Tablespoon: (Tbsp) Equivalent to 15cc (15ml).
Teaspoon: (tsp) Equivalent to 5cc (5ml).
Thyroid: Thyroid Gland: An organ with many veins. It is at the front of the neck. It is essential to normal body growth in infancy and childhood. It releases thyroid hormones - iodine-containing compounds that increase the rate of metabolism, affect body temperature, regulate protein, fat, and carbohydrate catabolism in all cells. They keep up growth hormone release, skeletal maturation, and heart rate, force, and output.
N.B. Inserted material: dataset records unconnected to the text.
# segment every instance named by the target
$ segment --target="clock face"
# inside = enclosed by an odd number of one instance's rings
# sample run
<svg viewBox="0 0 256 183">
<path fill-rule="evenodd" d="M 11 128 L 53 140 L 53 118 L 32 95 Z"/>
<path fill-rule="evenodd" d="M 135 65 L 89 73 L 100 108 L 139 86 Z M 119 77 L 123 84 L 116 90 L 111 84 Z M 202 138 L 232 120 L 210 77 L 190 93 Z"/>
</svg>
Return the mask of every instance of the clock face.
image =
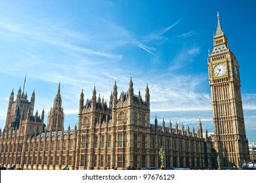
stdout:
<svg viewBox="0 0 256 183">
<path fill-rule="evenodd" d="M 223 64 L 216 65 L 213 69 L 213 73 L 216 76 L 222 76 L 226 73 L 226 66 Z"/>
<path fill-rule="evenodd" d="M 234 73 L 236 76 L 238 76 L 238 69 L 236 65 L 234 65 Z"/>
</svg>

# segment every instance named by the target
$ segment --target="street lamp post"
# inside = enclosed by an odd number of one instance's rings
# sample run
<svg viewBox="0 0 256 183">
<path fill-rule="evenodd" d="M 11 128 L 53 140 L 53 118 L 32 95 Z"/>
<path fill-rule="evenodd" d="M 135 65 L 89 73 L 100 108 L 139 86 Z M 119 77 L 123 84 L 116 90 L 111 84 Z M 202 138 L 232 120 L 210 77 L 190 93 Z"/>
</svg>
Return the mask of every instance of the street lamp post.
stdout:
<svg viewBox="0 0 256 183">
<path fill-rule="evenodd" d="M 160 148 L 159 152 L 159 157 L 161 158 L 161 168 L 163 168 L 163 159 L 165 158 L 165 152 L 164 149 L 163 148 L 163 146 Z"/>
</svg>

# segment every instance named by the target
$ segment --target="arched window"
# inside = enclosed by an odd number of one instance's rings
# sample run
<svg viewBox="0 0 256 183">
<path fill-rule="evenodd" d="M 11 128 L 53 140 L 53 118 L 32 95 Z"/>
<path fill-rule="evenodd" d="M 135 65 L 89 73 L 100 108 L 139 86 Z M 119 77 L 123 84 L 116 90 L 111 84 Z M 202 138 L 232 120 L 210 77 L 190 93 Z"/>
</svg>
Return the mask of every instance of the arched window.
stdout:
<svg viewBox="0 0 256 183">
<path fill-rule="evenodd" d="M 125 113 L 123 112 L 120 112 L 120 120 L 125 120 Z"/>
<path fill-rule="evenodd" d="M 135 112 L 134 113 L 134 125 L 137 125 L 138 124 L 138 116 L 137 116 L 137 112 Z"/>
<path fill-rule="evenodd" d="M 84 120 L 85 125 L 87 125 L 88 124 L 88 122 L 89 122 L 88 118 L 86 117 L 85 118 L 85 120 Z"/>
<path fill-rule="evenodd" d="M 141 118 L 141 125 L 145 126 L 145 114 L 142 114 Z"/>
</svg>

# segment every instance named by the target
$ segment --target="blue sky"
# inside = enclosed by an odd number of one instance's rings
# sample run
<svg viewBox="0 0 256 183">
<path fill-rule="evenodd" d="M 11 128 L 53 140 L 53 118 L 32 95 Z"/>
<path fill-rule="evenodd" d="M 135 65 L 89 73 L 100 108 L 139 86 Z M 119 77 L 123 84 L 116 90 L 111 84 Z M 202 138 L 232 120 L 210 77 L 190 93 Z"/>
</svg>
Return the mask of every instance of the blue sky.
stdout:
<svg viewBox="0 0 256 183">
<path fill-rule="evenodd" d="M 256 141 L 255 1 L 1 1 L 0 126 L 8 100 L 27 79 L 35 109 L 48 114 L 61 82 L 65 128 L 77 123 L 79 95 L 109 100 L 148 84 L 156 114 L 213 131 L 207 66 L 217 12 L 240 64 L 246 133 Z M 35 110 L 34 111 L 35 112 Z M 46 118 L 47 119 L 47 118 Z M 45 120 L 47 123 L 47 120 Z"/>
</svg>

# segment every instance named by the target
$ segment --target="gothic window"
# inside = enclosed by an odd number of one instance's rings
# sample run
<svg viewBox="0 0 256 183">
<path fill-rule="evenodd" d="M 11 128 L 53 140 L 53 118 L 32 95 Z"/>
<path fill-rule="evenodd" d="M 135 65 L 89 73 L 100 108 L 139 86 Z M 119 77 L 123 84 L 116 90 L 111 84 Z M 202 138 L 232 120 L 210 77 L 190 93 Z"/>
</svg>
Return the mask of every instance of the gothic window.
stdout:
<svg viewBox="0 0 256 183">
<path fill-rule="evenodd" d="M 38 164 L 39 165 L 41 165 L 42 164 L 42 159 L 43 159 L 43 156 L 39 156 L 39 162 L 38 162 Z"/>
<path fill-rule="evenodd" d="M 81 144 L 81 148 L 85 148 L 85 137 L 82 137 L 82 144 Z"/>
<path fill-rule="evenodd" d="M 51 148 L 51 151 L 54 151 L 55 150 L 55 144 L 54 144 L 55 142 L 52 142 L 52 146 Z"/>
<path fill-rule="evenodd" d="M 28 147 L 29 147 L 29 144 L 26 143 L 26 148 L 25 148 L 25 151 L 28 152 Z"/>
<path fill-rule="evenodd" d="M 146 148 L 146 137 L 145 135 L 142 135 L 141 137 L 141 147 L 142 148 L 142 149 L 145 149 Z"/>
<path fill-rule="evenodd" d="M 104 135 L 102 135 L 101 136 L 101 145 L 100 145 L 100 148 L 104 148 Z"/>
<path fill-rule="evenodd" d="M 123 135 L 119 134 L 118 135 L 118 147 L 121 147 L 123 144 Z"/>
<path fill-rule="evenodd" d="M 125 137 L 125 133 L 123 133 L 123 147 L 125 147 L 125 142 L 126 142 L 126 137 Z"/>
<path fill-rule="evenodd" d="M 133 155 L 133 165 L 137 167 L 137 164 L 138 164 L 138 156 L 137 155 Z"/>
<path fill-rule="evenodd" d="M 20 156 L 17 157 L 17 164 L 20 164 Z"/>
<path fill-rule="evenodd" d="M 108 155 L 107 167 L 110 167 L 110 155 Z"/>
<path fill-rule="evenodd" d="M 48 156 L 45 156 L 45 161 L 43 161 L 43 163 L 45 165 L 47 165 Z"/>
<path fill-rule="evenodd" d="M 88 125 L 88 121 L 89 121 L 88 118 L 85 118 L 85 125 Z"/>
<path fill-rule="evenodd" d="M 125 120 L 125 113 L 123 112 L 121 112 L 120 113 L 120 120 Z"/>
<path fill-rule="evenodd" d="M 33 151 L 33 144 L 34 144 L 34 143 L 31 143 L 31 144 L 30 144 L 30 151 L 31 152 Z"/>
<path fill-rule="evenodd" d="M 63 150 L 66 150 L 67 149 L 67 142 L 66 140 L 64 140 L 63 142 Z"/>
<path fill-rule="evenodd" d="M 50 165 L 53 165 L 53 156 L 50 157 Z"/>
<path fill-rule="evenodd" d="M 97 167 L 97 156 L 95 155 L 95 167 Z"/>
<path fill-rule="evenodd" d="M 104 155 L 100 155 L 100 167 L 104 167 Z"/>
<path fill-rule="evenodd" d="M 145 114 L 142 114 L 141 119 L 141 125 L 145 126 Z"/>
<path fill-rule="evenodd" d="M 87 166 L 87 155 L 85 154 L 85 167 Z"/>
<path fill-rule="evenodd" d="M 155 149 L 155 138 L 152 137 L 151 142 L 151 148 Z"/>
<path fill-rule="evenodd" d="M 55 161 L 56 161 L 56 163 L 55 165 L 58 165 L 58 162 L 60 161 L 60 157 L 58 156 L 56 156 L 55 158 Z"/>
<path fill-rule="evenodd" d="M 134 135 L 134 147 L 137 148 L 138 147 L 138 135 L 137 134 Z"/>
<path fill-rule="evenodd" d="M 108 135 L 108 148 L 111 148 L 112 146 L 112 142 L 111 142 L 111 135 Z"/>
<path fill-rule="evenodd" d="M 117 166 L 119 168 L 123 168 L 125 167 L 125 155 L 124 154 L 118 154 L 117 158 Z"/>
<path fill-rule="evenodd" d="M 142 155 L 142 156 L 141 157 L 141 166 L 142 167 L 146 167 L 146 156 L 145 155 Z"/>
<path fill-rule="evenodd" d="M 153 167 L 156 167 L 156 156 L 154 155 L 151 156 L 151 164 L 152 165 Z"/>
<path fill-rule="evenodd" d="M 35 156 L 35 157 L 33 158 L 33 163 L 34 163 L 35 164 L 37 164 L 37 156 Z"/>
<path fill-rule="evenodd" d="M 18 152 L 21 152 L 22 150 L 22 144 L 19 143 L 18 146 Z"/>
<path fill-rule="evenodd" d="M 66 156 L 62 156 L 62 165 L 65 165 L 65 164 L 66 164 Z"/>
<path fill-rule="evenodd" d="M 138 124 L 138 116 L 137 116 L 137 113 L 135 112 L 134 113 L 134 125 L 137 125 Z"/>
<path fill-rule="evenodd" d="M 81 167 L 84 167 L 85 166 L 85 155 L 84 154 L 81 155 L 80 166 L 81 166 Z"/>
<path fill-rule="evenodd" d="M 60 150 L 60 142 L 58 141 L 57 142 L 57 150 L 59 151 Z"/>
<path fill-rule="evenodd" d="M 98 148 L 98 136 L 96 135 L 95 137 L 95 148 Z"/>
<path fill-rule="evenodd" d="M 88 135 L 86 135 L 86 140 L 85 140 L 85 148 L 88 148 L 88 141 L 89 141 L 89 139 L 88 139 Z"/>
<path fill-rule="evenodd" d="M 35 152 L 38 152 L 39 148 L 39 144 L 37 143 L 35 145 Z"/>
<path fill-rule="evenodd" d="M 70 140 L 70 150 L 73 150 L 73 140 Z"/>
<path fill-rule="evenodd" d="M 72 156 L 68 156 L 68 165 L 71 165 L 72 164 Z"/>
<path fill-rule="evenodd" d="M 49 142 L 46 142 L 45 151 L 49 150 Z"/>
</svg>

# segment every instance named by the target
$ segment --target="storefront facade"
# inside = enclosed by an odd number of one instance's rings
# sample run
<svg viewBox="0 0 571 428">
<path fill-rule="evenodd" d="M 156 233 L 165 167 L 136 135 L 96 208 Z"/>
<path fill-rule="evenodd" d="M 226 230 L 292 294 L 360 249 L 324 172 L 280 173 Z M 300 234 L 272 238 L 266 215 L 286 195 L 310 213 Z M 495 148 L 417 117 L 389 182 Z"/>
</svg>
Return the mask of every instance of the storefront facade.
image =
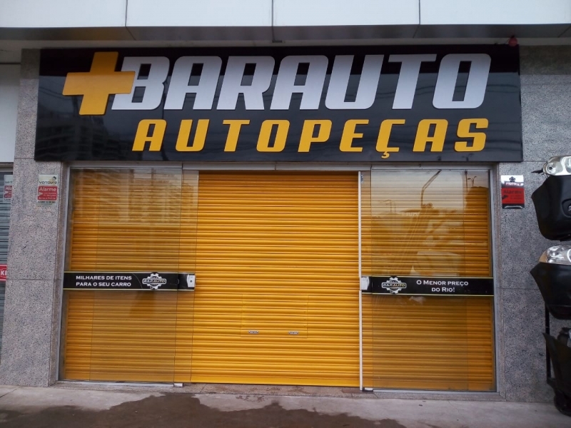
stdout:
<svg viewBox="0 0 571 428">
<path fill-rule="evenodd" d="M 517 47 L 44 51 L 39 75 L 59 379 L 497 391 Z"/>
<path fill-rule="evenodd" d="M 571 52 L 348 37 L 24 49 L 0 382 L 550 399 Z"/>
</svg>

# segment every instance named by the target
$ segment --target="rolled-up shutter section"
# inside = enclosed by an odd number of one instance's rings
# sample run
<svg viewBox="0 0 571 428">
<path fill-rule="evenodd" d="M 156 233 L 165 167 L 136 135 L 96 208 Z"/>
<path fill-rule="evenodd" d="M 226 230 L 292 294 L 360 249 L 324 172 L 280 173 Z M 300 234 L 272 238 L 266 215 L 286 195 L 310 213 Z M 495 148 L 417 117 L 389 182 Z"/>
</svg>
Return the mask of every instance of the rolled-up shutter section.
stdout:
<svg viewBox="0 0 571 428">
<path fill-rule="evenodd" d="M 487 171 L 373 170 L 364 178 L 363 275 L 491 276 Z M 363 299 L 366 386 L 494 389 L 493 297 Z"/>
<path fill-rule="evenodd" d="M 193 382 L 358 385 L 357 186 L 201 173 Z"/>
<path fill-rule="evenodd" d="M 193 271 L 196 180 L 180 170 L 73 171 L 69 270 Z M 190 380 L 191 292 L 70 290 L 64 300 L 64 379 Z"/>
</svg>

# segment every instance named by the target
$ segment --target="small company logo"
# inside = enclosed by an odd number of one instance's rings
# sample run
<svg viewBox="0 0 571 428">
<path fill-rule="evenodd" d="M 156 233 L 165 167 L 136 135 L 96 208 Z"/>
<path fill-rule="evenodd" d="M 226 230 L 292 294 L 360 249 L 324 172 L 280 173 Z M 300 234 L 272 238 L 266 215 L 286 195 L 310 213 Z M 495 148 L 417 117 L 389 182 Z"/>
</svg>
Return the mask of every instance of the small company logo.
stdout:
<svg viewBox="0 0 571 428">
<path fill-rule="evenodd" d="M 390 277 L 388 281 L 381 284 L 383 288 L 386 288 L 390 294 L 398 294 L 401 290 L 406 288 L 406 284 L 401 282 L 397 277 Z"/>
<path fill-rule="evenodd" d="M 161 277 L 156 272 L 153 272 L 147 277 L 143 279 L 143 283 L 149 288 L 158 290 L 161 285 L 166 284 L 166 280 Z"/>
<path fill-rule="evenodd" d="M 84 96 L 80 115 L 105 114 L 109 96 L 131 93 L 135 72 L 116 71 L 118 56 L 118 52 L 96 52 L 89 71 L 68 73 L 63 94 Z"/>
</svg>

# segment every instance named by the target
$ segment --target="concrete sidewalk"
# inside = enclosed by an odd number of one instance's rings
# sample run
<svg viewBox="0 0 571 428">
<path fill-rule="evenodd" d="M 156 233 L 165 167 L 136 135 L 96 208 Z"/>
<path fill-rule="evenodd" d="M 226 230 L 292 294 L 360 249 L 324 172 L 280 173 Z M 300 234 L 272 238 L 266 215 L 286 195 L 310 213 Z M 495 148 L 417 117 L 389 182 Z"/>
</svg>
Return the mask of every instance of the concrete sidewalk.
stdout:
<svg viewBox="0 0 571 428">
<path fill-rule="evenodd" d="M 0 387 L 0 426 L 26 428 L 565 428 L 552 404 L 209 392 L 172 387 Z M 204 388 L 202 389 L 203 391 Z M 341 389 L 339 389 L 340 391 Z M 245 392 L 251 389 L 245 388 Z M 359 398 L 356 397 L 358 395 Z M 374 398 L 373 398 L 374 397 Z"/>
</svg>

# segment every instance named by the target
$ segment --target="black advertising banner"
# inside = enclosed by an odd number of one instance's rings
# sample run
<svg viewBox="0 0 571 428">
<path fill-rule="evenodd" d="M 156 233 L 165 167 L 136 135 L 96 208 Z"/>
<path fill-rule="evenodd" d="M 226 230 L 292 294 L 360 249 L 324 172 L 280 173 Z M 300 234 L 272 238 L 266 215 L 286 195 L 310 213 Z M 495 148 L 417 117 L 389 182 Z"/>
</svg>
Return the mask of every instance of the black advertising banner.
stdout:
<svg viewBox="0 0 571 428">
<path fill-rule="evenodd" d="M 193 273 L 66 272 L 64 290 L 194 290 Z"/>
<path fill-rule="evenodd" d="M 501 175 L 502 208 L 504 209 L 525 208 L 525 192 L 523 175 Z"/>
<path fill-rule="evenodd" d="M 42 50 L 36 160 L 522 160 L 507 45 Z"/>
<path fill-rule="evenodd" d="M 365 292 L 386 295 L 494 295 L 492 278 L 369 277 Z"/>
</svg>

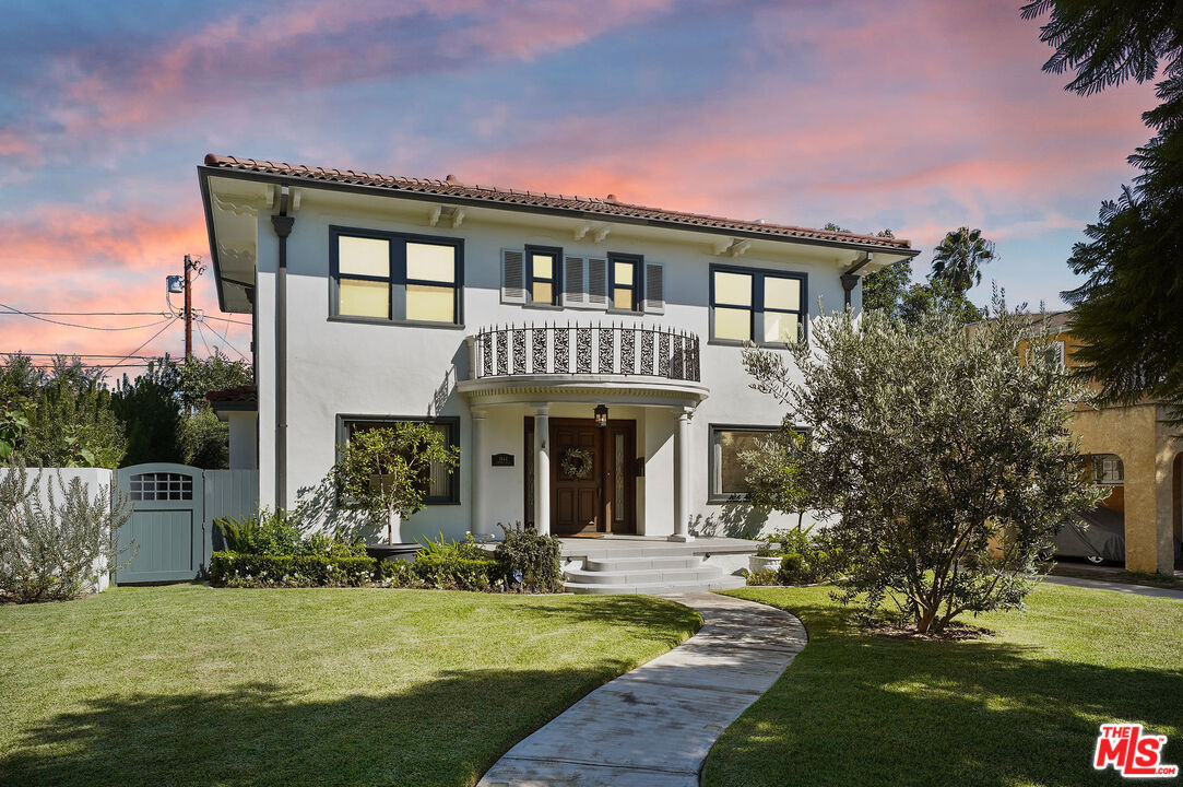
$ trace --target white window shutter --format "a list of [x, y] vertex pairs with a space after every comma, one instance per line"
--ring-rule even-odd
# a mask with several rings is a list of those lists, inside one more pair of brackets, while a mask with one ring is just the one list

They promote central nervous system growth, stimulate the making of many enzymes, and are necessary for muscle tone and vigor.
Topical: Most commonly 'topical application': Administration to the skin.
Trichomonas: Also known as Trichomonas vaginalis or "Trich", this is one of the most common sexually-transmitted diseases. It is caused by a parasite that thrives in the vaginal environment, usually transmitted by sexual contact but also in warm moist environments such as hot tubs. Trichomonas may affect not only the vagina but also the urinary tract of both women and men. Signs include: Vaginal irritation; a fishy odor; a greenish/yellow vaginal discharge; pain with intercourse and/or with urination. Some women may have no symptoms at all.
Trichomoniasis: Trichomoniasis is a sexually-transmitted infection caused by the single-cell protozoan parasite Trichomonas vaginalis. Symptoms include vaginal itching and pain, with a watery foamy greenish or yellow odorless discharge being frequently present. A clear urethral discharge is an early sign in the male.
Virus: Any of a vast group of minute structures composed of a protein coat and a core of DNA and/or RNA that reproduces in the cells of the infected host. Capable of infecting all animals and plants, causing devastating disease in immunocompromised individuals. Viruses are not affected by antibiotics, and are completely dependent upon the cells of the infected host for the ability to reproduce.
Yeast: A single-cell organism that may cause infection in the mouth, vagina, gastrointestinal tract, and any or all bodily parts. Common yeast infections include candidiasis and thrush.